To live in Napa Valley is to be immersed in a storied region replete with postcard-like scenery composed of rolling hills and long rows of grapevines. Those features were a natural draw for a young San Francisco couple looking for a vacation home, but finding the right house was, for a time, a challenge. “The options they considered weren’t very inviting. They were all white and sterile,” recalls designer Margaret Ash, who had previously worked on the couple’s San Francisco and Mendocino homes. Because of this, she understood what her clients wanted and was not surprised when they finally chose a dated and worn ranch house over more “move-in ready” contenders. The ranch house may have seen better days, but the property, set within a historic vineyard first planted in the 1880s, was extraordinary. The couple viewed it as an opportunity to create a home tailored specifically to them, and living within the existing house for a time provided the insight needed to build the new home of their dreams.
“The husband has a ladder, which he used to get a better view of the property. Atop it, he saw the perfect grade for a new home, one he thought would establish an axial view of Mount Saint Helena,” recalls architect Timothy C. Chappelle. “And he was right!” Chappelle’s reverence for the setting inspired him to propose a family compound honoring the Napa agricultural vernacular without being gimmicky. “They wanted to be good neighbors, and this is quiet architecture that celebrates simple gable forms,” he says.

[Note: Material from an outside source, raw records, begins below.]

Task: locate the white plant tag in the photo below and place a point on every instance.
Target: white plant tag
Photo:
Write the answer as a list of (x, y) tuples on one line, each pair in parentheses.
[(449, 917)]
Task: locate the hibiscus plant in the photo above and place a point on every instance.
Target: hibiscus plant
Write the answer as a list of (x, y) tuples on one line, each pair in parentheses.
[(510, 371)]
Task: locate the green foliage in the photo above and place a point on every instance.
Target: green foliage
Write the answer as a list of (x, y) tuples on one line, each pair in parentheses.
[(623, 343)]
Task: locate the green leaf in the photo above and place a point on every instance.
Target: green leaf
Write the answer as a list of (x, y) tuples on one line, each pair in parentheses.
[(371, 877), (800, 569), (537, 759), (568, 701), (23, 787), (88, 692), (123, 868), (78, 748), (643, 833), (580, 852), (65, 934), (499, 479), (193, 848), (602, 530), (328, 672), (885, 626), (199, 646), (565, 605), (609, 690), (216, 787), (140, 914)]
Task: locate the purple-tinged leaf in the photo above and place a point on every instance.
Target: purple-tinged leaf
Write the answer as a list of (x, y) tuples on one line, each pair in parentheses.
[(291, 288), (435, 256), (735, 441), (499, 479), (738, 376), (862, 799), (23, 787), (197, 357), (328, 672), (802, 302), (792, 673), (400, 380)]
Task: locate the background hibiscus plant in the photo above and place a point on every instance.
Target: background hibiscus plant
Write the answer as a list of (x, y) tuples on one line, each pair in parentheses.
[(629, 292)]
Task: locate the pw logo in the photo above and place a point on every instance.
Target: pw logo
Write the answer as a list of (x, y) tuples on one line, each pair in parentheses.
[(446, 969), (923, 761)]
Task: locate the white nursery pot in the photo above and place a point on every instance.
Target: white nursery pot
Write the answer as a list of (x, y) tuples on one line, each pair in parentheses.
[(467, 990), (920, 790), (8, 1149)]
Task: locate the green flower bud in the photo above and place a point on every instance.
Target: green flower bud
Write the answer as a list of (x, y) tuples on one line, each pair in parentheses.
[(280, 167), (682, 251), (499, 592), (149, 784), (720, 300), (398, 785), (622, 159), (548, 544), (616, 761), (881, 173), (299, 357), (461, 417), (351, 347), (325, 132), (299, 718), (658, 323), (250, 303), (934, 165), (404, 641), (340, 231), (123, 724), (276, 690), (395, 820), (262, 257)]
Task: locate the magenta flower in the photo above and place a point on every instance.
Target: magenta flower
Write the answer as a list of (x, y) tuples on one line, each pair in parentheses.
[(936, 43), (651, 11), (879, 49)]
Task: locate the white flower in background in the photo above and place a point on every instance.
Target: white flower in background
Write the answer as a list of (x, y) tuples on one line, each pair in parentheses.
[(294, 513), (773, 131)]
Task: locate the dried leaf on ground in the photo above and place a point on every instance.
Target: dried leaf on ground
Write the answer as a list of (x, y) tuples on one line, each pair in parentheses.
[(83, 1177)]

Working with project manager Casey Cramer and general contractors John Rechin and Mark Rechin, Chappelle developed a two-story main house clad in knotty Western red cedar and a separate stone guesthouse with two bedrooms, two bathrooms, a kitchen and a sitting area. “It’s not one big box; it’s modular and agrarian,” he explains, noting his penchant for what he calls “skinny houses,” one-room deep spaces that capture daylight and provide ample cross ventilation. “This house is a gathering point, so it’s designed for flexibility and privacy,” he continues. “The great room is like a mini hotel lobby, and the guest rooms feel like a resort. There are fun things, too, like the bunk room.”
“They wanted to create an unpretentious estate for weekend retreats,” adds Ash, who, like Chappelle, sought to capture the essence of Napa Valley style in a fresh way. “We wanted the house to be casual, but not too rustic or expected,” she explains, noting that the home possesses an almost Hamptons-like spirit, a nod to where the couple first met in New York. The designer began with the color palette, pulling blues, greens, and natural wood tones directly from the landscape, intentionally keeping the primary spaces tranquil to not distract from the view. (Although she did play with bolder colors and patterns in the guest house.) But a mostly quiet color scheme didn’t stop her from finding intriguing pieces such as the antique Savonarola chair that punctuates the entryway or the rope chairs and sculptural wood tables by Caste furniture designer Ty Best in the living area. Ash says of the latter, “Those are the prize items. I knew from the beginning that I would use those tables.” Fine art adds an important layer to this home. The clients worked with art advisor Caroline Brinckerhoff to find pieces by David Hockney, Damien Hirst, James Nares and Adam Fuss. While almost all of the rooms came together smoothly and as planned, there was one last-minute request: A home office for the husband. Ever nimble, Ash quickly converted part of his closet into a workspace, adding a concealed door to the couple’s bedroom for a seemingly uninterrupted wall plane and even giving the newly created room vineyard views.
Since the home was meant as the ultimate retreat, the outdoor areas were treated as essential elements. Landscape architect Dustin Moore was hired to design a pool, lawn, vegetable garden and a gravel courtyard strung with globe lights for alfresco dining. “We approached the grounds as outdoor rooms,” says Moore of tying the garden to the architecture. “There’s a story in how you go from one space to another.” Chappelle, noting how the olive trees and grasses soften the home and help it become one with the landscape, says, “This house doesn’t stand out. It’s less about being a trophy home and more about a simple existence with family and friends—it’s the epitome of California living.”